Writing Style: there is no hesitation to say that the novel is well-known for its style, which is variously described as modern, hard-boiled, or understated. From Pound Hemingway learned to write in the modernist style: he used irony, pared away sentimentalism, and presented images and scenes without explanations of meaning, most noticeably at the book's conclusion, in which multiple Hemingway scholar Anders Hallengren writes that because Hemingway learned from Pound to "distrust adjectives" he created a style "in accordance with the esthetics and ethics of raising the emotional temperature towards the level of universal truth by shutting the door on sentiment, on the subjective. Although the novel is written in a journalistic style, Frederic Svoboda writes that the striking thing about the work is "how quickly it moves away from a simple recounting of events". Jackson Benson believes that Hemingway used autobiographical details as framing devices for life in general.

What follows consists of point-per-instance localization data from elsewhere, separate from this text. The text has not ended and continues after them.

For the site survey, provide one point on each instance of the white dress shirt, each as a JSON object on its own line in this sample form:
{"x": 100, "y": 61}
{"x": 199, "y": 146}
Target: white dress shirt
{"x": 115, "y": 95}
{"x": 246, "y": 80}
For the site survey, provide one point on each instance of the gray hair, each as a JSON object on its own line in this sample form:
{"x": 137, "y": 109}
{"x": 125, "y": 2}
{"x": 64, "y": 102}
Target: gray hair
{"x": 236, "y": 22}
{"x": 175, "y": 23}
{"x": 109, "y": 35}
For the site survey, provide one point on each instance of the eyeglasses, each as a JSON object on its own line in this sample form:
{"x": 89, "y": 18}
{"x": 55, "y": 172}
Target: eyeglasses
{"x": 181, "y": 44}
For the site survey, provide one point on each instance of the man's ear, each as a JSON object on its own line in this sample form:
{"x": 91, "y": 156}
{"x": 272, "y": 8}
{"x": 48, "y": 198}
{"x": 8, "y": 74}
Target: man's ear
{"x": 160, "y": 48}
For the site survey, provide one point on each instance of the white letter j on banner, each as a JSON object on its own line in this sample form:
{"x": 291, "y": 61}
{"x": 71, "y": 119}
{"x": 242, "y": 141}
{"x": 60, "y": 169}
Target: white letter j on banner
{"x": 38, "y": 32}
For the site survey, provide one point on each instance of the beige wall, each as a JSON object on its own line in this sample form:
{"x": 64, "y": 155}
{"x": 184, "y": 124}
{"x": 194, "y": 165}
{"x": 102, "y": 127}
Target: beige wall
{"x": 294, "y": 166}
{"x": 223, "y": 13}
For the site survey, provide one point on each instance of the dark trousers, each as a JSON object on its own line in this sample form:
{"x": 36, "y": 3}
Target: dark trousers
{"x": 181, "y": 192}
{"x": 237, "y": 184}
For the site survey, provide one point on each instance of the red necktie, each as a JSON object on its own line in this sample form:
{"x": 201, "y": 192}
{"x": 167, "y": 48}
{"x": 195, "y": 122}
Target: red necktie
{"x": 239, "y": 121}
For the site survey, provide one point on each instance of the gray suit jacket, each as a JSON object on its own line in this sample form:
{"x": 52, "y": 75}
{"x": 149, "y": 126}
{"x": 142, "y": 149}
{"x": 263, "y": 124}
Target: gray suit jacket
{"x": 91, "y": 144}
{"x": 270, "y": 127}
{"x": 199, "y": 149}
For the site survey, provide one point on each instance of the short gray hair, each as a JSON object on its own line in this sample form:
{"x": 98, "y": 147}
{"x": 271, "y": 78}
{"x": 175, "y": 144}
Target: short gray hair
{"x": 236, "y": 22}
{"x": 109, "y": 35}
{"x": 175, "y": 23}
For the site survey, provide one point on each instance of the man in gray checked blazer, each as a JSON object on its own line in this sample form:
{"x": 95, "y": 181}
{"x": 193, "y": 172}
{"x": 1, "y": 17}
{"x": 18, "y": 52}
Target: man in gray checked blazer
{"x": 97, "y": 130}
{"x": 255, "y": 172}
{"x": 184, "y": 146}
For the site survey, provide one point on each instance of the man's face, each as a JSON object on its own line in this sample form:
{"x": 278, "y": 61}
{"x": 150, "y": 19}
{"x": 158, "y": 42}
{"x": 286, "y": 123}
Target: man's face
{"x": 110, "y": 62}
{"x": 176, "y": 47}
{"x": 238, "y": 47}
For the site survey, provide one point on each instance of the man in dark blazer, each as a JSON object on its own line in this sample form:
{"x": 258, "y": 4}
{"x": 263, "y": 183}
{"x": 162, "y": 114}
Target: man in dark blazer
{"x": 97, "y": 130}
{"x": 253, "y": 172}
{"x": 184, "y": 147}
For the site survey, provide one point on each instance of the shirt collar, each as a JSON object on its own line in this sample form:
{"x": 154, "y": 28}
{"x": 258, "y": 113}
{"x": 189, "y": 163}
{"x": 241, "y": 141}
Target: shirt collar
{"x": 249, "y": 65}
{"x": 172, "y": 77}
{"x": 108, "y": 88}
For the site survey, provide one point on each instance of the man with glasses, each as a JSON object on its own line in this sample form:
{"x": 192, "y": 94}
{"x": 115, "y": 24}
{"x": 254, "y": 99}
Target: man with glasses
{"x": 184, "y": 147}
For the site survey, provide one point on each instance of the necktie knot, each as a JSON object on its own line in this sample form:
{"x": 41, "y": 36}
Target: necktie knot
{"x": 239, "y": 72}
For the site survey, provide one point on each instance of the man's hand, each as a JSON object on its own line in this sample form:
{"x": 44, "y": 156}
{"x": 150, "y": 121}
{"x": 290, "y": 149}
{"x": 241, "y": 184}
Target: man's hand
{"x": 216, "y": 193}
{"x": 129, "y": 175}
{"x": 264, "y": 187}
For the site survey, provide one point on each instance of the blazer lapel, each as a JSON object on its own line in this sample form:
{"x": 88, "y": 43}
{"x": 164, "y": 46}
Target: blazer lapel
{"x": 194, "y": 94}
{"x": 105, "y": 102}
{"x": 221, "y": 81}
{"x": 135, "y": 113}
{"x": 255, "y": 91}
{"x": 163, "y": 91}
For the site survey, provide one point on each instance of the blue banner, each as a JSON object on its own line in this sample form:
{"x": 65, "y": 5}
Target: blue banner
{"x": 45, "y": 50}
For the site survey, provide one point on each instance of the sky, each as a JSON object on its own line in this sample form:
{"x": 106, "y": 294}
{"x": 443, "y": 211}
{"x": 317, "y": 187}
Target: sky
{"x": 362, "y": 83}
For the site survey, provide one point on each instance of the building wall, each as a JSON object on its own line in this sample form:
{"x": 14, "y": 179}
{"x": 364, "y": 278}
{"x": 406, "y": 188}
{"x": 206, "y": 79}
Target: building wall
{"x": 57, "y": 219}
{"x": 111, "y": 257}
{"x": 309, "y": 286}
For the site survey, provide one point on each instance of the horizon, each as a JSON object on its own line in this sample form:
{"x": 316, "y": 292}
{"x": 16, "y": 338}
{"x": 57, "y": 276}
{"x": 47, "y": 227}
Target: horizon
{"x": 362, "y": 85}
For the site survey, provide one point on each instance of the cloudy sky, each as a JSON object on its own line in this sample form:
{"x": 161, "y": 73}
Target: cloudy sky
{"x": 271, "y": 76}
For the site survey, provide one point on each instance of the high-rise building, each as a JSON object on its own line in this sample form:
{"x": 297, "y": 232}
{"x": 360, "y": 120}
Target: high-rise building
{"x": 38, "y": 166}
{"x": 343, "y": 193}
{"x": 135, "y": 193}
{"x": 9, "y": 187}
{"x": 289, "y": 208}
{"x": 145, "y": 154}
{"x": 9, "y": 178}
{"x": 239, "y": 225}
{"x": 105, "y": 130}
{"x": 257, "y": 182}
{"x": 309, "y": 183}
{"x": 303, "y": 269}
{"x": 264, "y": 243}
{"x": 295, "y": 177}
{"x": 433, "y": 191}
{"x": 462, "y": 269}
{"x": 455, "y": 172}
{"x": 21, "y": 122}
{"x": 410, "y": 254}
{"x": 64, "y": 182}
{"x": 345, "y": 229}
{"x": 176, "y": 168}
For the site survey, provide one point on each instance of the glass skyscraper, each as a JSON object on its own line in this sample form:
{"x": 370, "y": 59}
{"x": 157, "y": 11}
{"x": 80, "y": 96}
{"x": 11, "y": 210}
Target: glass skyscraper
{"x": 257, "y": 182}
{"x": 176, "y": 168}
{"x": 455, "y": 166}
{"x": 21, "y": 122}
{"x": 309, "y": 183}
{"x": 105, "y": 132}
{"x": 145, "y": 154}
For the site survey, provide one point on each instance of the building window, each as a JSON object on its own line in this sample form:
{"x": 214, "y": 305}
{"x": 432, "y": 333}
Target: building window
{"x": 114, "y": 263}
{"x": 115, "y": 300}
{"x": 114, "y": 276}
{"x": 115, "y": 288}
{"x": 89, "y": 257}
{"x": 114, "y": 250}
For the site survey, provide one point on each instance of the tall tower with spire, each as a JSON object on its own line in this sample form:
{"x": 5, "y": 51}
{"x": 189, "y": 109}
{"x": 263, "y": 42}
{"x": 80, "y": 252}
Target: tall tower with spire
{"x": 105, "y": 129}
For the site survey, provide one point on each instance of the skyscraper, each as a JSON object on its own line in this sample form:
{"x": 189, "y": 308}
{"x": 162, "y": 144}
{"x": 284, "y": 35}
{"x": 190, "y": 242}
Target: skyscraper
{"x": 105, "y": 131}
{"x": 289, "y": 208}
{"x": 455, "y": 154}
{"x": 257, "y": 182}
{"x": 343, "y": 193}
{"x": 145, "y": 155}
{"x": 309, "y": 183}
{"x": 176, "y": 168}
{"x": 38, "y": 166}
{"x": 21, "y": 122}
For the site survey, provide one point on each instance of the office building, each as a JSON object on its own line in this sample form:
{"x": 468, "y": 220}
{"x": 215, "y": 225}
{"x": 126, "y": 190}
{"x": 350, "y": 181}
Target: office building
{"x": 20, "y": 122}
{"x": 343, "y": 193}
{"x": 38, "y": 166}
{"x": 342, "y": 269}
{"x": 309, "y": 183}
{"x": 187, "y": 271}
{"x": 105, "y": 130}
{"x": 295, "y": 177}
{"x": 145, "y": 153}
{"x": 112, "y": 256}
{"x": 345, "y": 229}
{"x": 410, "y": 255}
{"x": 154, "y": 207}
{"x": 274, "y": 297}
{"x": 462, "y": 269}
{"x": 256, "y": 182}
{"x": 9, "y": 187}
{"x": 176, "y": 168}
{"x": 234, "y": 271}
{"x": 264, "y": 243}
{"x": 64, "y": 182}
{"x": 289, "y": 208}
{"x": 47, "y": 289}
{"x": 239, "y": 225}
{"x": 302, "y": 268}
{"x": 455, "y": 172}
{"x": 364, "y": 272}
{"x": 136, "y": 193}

Balassi says Hemingway applied the iceberg theory better in The Sun Also Rises than in any of his other works, by editing away extraneous material or purposely leaving gaps in the story. He made editorial remarks in the manuscript that show he wanted to break from the stricture of Gertrude Stein's advice to use "clear restrained writing". In the earliest draft the novel begins in Pamplona, but Hemingway moved the opening setting to Paris because he thought the Montparnasse life was necessary as a counterpoint to the later action in Spain.